Anche chi lavora a stretto contatto con le colture contaminate o nelle fabbriche di trasformazione alimentare corre rischi elevati, in quanto può inalare particelle tossiche o assorbirle attraverso la pelle. Studi recenti hanno dimostrato che il contatto prolungato con la polvere di cereali infetti può portare a sintomi respiratori cronici e problemi immunitari. Le conseguenze sulla salute vanno dal danno epatico, connesso all’aflatossina B1, al rischio di disturbi riproduttivi causati dallo zearalenone, un estrogeno naturale prodotto da alcuni funghi.
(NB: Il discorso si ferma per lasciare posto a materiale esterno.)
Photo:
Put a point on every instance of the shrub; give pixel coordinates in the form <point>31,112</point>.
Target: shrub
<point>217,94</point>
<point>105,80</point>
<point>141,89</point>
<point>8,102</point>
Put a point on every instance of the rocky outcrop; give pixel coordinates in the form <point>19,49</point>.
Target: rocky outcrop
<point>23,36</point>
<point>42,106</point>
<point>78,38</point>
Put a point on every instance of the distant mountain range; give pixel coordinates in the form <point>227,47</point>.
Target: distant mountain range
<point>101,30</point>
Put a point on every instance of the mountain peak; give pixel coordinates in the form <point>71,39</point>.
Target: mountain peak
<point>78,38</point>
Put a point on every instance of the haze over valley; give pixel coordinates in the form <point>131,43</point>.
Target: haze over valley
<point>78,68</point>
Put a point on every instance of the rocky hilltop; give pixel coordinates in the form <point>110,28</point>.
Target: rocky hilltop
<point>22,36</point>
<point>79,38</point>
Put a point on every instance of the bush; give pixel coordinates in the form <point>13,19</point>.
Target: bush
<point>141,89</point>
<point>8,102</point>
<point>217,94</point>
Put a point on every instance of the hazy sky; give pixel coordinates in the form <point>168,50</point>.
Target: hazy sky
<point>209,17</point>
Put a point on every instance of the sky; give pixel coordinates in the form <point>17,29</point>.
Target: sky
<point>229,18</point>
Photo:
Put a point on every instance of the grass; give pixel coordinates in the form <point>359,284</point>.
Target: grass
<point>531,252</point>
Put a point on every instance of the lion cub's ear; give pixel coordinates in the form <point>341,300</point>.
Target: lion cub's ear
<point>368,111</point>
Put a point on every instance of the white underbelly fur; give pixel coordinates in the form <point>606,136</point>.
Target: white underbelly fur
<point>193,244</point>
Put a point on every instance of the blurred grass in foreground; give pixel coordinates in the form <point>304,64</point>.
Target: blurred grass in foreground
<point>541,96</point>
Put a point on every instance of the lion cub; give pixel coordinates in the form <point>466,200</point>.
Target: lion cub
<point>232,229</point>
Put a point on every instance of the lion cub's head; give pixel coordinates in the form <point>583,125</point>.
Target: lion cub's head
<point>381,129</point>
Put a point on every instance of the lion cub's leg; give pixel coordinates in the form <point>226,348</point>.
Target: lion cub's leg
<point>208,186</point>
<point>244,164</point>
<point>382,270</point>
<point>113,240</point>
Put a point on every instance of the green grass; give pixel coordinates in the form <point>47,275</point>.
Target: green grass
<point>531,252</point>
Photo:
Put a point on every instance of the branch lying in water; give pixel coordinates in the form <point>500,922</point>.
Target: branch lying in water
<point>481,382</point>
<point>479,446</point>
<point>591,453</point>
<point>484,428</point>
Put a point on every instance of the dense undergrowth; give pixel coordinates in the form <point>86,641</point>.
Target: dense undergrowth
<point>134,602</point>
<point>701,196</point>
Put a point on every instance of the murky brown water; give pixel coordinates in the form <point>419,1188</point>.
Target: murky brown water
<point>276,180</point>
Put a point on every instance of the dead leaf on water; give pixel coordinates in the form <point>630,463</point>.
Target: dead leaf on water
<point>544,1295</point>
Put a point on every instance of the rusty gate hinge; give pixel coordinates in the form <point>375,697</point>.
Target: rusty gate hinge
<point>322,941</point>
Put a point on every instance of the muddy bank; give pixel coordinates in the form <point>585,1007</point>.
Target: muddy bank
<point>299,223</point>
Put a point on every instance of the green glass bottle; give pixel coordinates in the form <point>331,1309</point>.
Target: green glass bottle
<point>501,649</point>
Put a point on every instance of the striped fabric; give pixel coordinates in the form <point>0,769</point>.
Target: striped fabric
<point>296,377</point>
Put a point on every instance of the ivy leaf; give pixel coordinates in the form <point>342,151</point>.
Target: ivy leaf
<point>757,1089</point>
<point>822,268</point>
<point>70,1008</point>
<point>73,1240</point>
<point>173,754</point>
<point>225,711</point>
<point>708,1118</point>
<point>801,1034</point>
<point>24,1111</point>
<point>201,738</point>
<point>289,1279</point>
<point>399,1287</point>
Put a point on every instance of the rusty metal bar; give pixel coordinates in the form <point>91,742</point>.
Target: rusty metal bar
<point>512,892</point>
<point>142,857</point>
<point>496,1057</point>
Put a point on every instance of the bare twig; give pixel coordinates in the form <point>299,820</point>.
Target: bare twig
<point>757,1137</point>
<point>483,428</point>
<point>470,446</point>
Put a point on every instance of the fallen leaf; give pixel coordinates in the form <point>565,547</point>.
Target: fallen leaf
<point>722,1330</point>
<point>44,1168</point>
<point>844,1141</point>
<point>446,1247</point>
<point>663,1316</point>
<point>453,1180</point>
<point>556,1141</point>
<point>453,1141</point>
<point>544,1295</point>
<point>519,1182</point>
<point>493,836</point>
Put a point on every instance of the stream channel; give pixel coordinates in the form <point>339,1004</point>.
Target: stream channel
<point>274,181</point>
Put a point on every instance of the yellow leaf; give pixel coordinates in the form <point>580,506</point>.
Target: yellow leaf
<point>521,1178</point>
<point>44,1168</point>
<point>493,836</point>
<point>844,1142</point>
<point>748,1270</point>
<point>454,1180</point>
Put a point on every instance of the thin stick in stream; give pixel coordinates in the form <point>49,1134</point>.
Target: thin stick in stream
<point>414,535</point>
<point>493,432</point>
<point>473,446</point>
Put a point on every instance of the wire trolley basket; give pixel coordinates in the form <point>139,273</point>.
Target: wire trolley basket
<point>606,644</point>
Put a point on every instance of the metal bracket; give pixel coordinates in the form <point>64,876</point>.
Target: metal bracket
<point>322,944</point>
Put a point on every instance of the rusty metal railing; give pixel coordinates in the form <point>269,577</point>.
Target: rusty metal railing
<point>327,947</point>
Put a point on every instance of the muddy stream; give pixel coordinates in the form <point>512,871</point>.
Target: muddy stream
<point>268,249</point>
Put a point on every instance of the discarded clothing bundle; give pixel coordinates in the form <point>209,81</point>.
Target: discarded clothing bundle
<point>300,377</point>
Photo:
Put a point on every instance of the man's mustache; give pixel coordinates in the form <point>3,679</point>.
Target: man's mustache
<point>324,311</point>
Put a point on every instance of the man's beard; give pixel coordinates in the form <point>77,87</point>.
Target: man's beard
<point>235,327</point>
Un ulteriore motivo di preoccupazione è che queste tossine si presentano incolori e insapori, motivo per cui risultano molto difficili da individuare. Secondo l’EFSA (Autorità Europea per la Sicurezza Alimentare), il limite regolamentare per la presenza di micotossine nei prodotti agricoli è spesso superato in circa il 25% dei campioni analizzati, mentre fino all’80% dei raccolti può contenere livelli rilevabili di queste sostanze, sebbene non oltre i limiti stabiliti. Questo suggerisce che una larga parte della popolazione europea possa essere esposta a livelli di micotossine che, nel tempo, potrebbero risultare nocivi per la salute.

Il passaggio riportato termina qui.